The appeal was dismissed by the Tax Appeals Court. In the decision, it was not questioned that under civil law in the spin-off and takeover agreement the tax liabilities were allocated to the absorbing corporation due to the general contractual rule for cases of doubt. However, these VAT liabilities, which were assessed in the course of the external audit, resulted from the "core"-business which had not been transferred and remained with the complainant. In the opinion of the Tax Appeals Court an assignment of VAT liabilities that deviates from the assets causing these liabilities is not possible for tax purposes and therefore cannot be agreed on by the parties of the spin-off and takeover agreement.
The Tax Appeals Court argued that pursuant to Sec 38 para 3 Austrian Reorganization Tax Act, absorbing corporations enter directly into the legal status of the transferring corporation regarding VAT for transferred business units. This provision means on the contrary that an absorbing corporation does not enter into the legal status of an entrepreneur within the meaning of the VAT Act in case the business, from which the status as entrepreneur results, was not transferred. The tax liabilities in question were related to the "core"-business which remained with the complainant. Consequently, the complainant was correctly regarded as the addressee of the tax assessments by the tax office.

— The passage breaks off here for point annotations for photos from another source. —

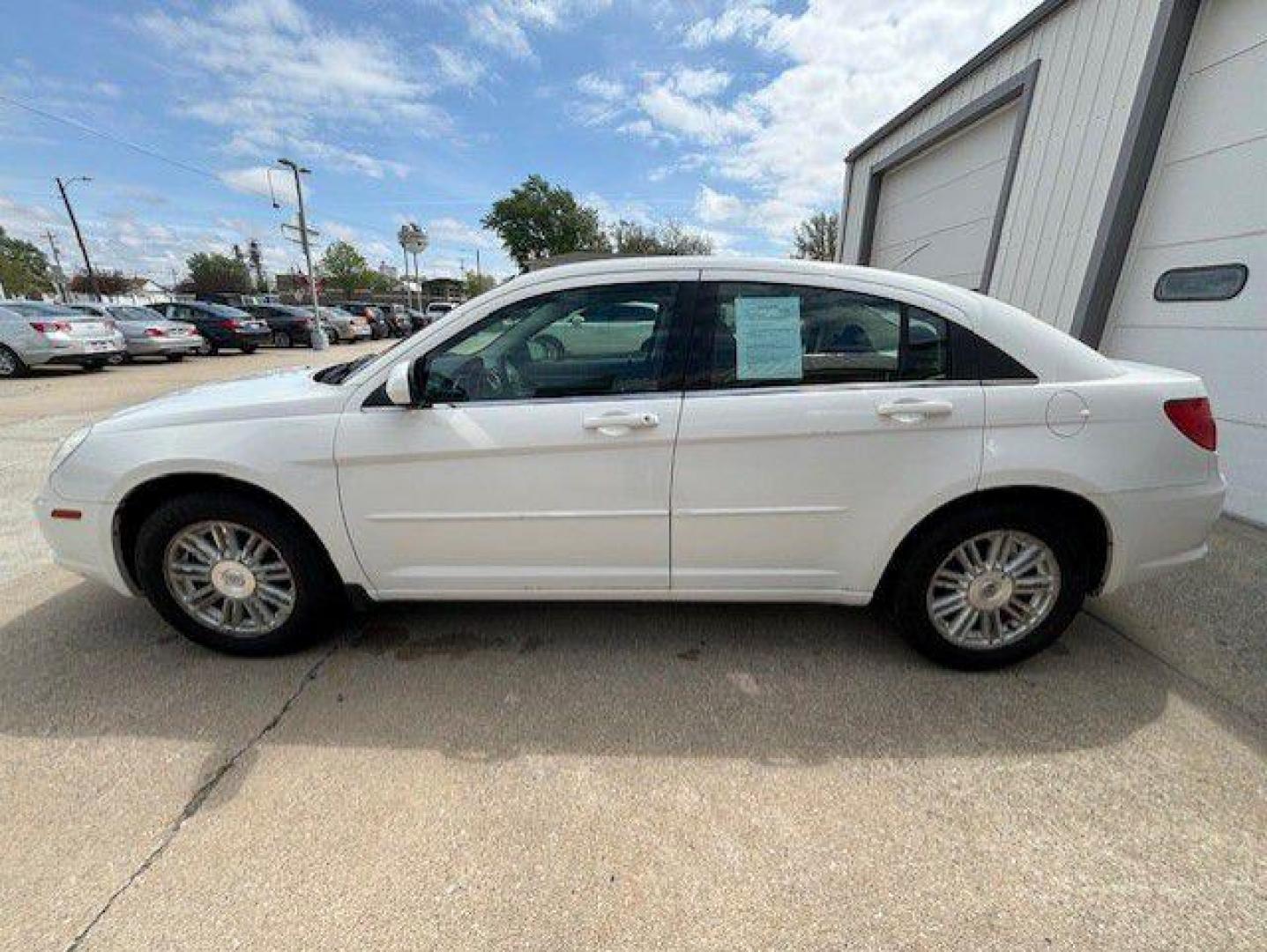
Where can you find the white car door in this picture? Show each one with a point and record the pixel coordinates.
(533, 469)
(817, 424)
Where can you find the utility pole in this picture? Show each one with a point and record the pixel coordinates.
(78, 235)
(318, 334)
(57, 264)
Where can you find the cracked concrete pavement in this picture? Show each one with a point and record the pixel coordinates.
(630, 777)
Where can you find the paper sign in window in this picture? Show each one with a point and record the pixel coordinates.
(768, 338)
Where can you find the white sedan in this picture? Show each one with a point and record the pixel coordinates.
(780, 432)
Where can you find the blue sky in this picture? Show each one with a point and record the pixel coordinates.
(730, 116)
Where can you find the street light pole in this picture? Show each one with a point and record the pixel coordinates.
(57, 264)
(78, 235)
(318, 333)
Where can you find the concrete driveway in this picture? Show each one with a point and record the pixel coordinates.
(618, 777)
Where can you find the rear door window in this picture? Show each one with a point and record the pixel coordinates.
(771, 334)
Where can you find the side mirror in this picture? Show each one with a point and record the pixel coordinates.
(406, 383)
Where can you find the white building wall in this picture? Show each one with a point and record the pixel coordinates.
(1092, 54)
(1206, 204)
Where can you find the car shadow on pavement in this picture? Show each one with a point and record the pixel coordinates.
(771, 684)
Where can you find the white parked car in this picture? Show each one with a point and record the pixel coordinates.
(37, 333)
(785, 432)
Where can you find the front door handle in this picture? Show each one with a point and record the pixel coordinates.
(913, 411)
(612, 424)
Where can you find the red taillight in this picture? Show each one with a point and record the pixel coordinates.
(1194, 420)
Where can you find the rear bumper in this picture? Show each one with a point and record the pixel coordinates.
(71, 351)
(162, 346)
(1159, 530)
(85, 546)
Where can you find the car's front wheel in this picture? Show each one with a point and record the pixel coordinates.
(988, 588)
(235, 575)
(11, 363)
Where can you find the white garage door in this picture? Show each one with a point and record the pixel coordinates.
(936, 212)
(1206, 204)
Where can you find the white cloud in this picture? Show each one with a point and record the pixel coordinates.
(713, 206)
(272, 72)
(506, 25)
(837, 71)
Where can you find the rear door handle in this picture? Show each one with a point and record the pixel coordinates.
(620, 421)
(913, 411)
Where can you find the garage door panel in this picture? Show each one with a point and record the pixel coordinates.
(956, 252)
(1223, 29)
(973, 200)
(1211, 197)
(935, 212)
(977, 145)
(1248, 309)
(1220, 105)
(1231, 362)
(1243, 460)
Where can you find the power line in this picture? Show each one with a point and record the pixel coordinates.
(125, 144)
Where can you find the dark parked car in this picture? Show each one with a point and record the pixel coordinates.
(373, 313)
(290, 325)
(220, 325)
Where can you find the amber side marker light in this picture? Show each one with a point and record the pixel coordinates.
(1194, 420)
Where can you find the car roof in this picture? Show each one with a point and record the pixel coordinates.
(1047, 351)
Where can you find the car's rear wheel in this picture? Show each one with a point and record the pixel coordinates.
(235, 575)
(988, 588)
(11, 363)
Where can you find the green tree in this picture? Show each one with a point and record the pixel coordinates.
(669, 238)
(815, 238)
(475, 284)
(211, 272)
(112, 282)
(345, 267)
(539, 220)
(23, 267)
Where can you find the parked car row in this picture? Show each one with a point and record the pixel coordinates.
(93, 334)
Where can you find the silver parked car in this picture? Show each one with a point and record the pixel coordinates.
(145, 333)
(34, 333)
(344, 327)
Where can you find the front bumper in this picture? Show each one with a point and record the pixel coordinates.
(85, 546)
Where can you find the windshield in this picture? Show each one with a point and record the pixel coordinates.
(223, 310)
(135, 314)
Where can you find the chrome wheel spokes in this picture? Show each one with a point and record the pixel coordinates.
(229, 577)
(994, 589)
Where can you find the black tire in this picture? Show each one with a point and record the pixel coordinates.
(11, 363)
(936, 542)
(316, 583)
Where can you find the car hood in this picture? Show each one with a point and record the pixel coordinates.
(287, 392)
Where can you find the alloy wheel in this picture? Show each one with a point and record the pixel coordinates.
(994, 589)
(229, 577)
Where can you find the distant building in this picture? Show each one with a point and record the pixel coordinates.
(1102, 165)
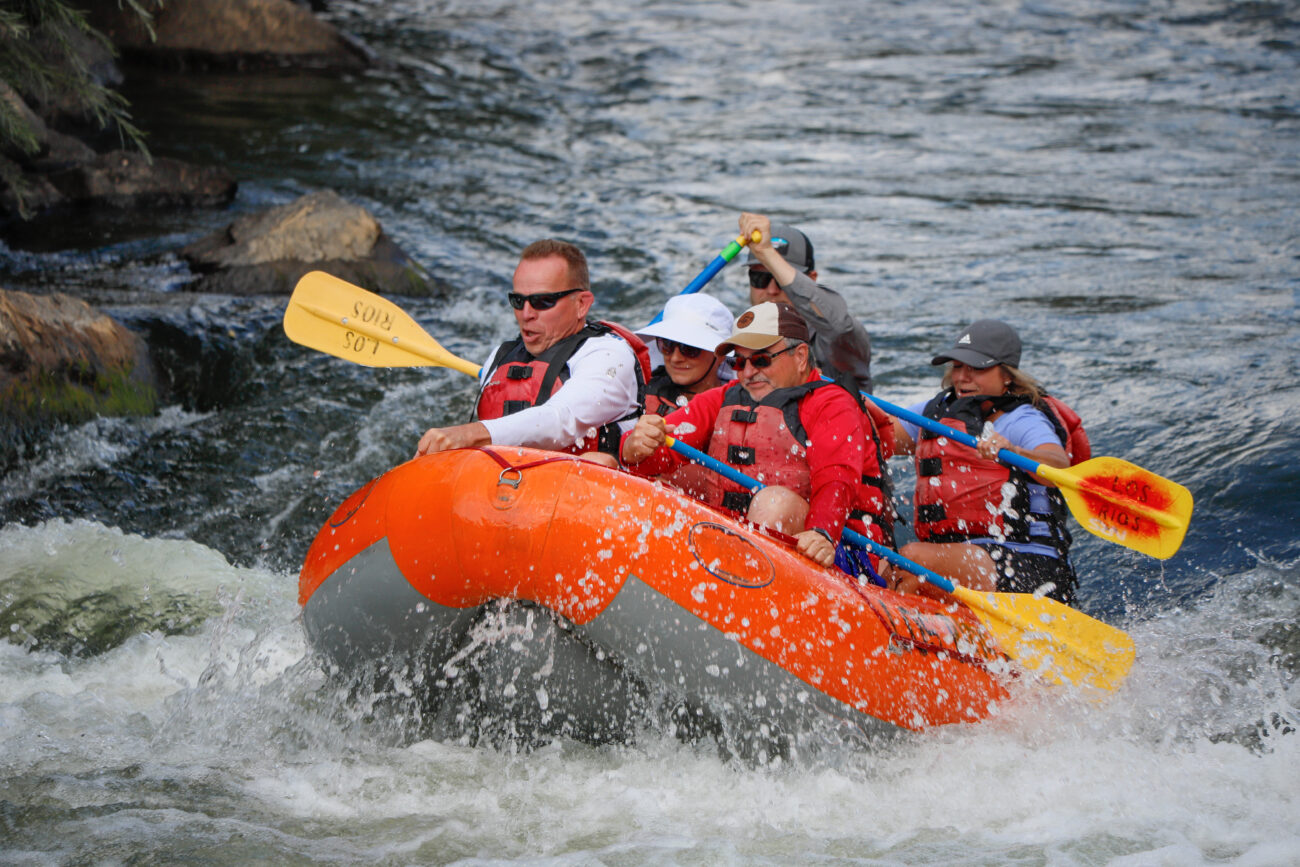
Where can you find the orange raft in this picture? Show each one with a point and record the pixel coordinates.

Therefore, VAT liabilities cannot be transferred to third parties with the effect that the third party becomes liable for the payment of VAT towards the tax office and thus become the addressee of the assessment. It is only possible to agree between the parties that one party bears the financial burden of a tax payment.
An ordinary appeal to the Administrative High Court was not allowed.
In the case at hand tax liabilities were assigned to the absorbing corporation by the rule of doubt which was agreed on in the spin-off and takeover agreement. However, the Tax Appeals Court denied that the separation of the tax liability from the assets causing the tax liability is possible, at least in the area of VAT.
However, it is still possible to agree in the spin-off and takeover agreement that one party (this can also be a party not having the assets causing the tax liability) bears the financial burden from a tax liability in the internal relationship between the contractual parties. Such a takeover of financial burdens however does not affect the status of addressee of the tax assessment but results in a compensation claim between the parties.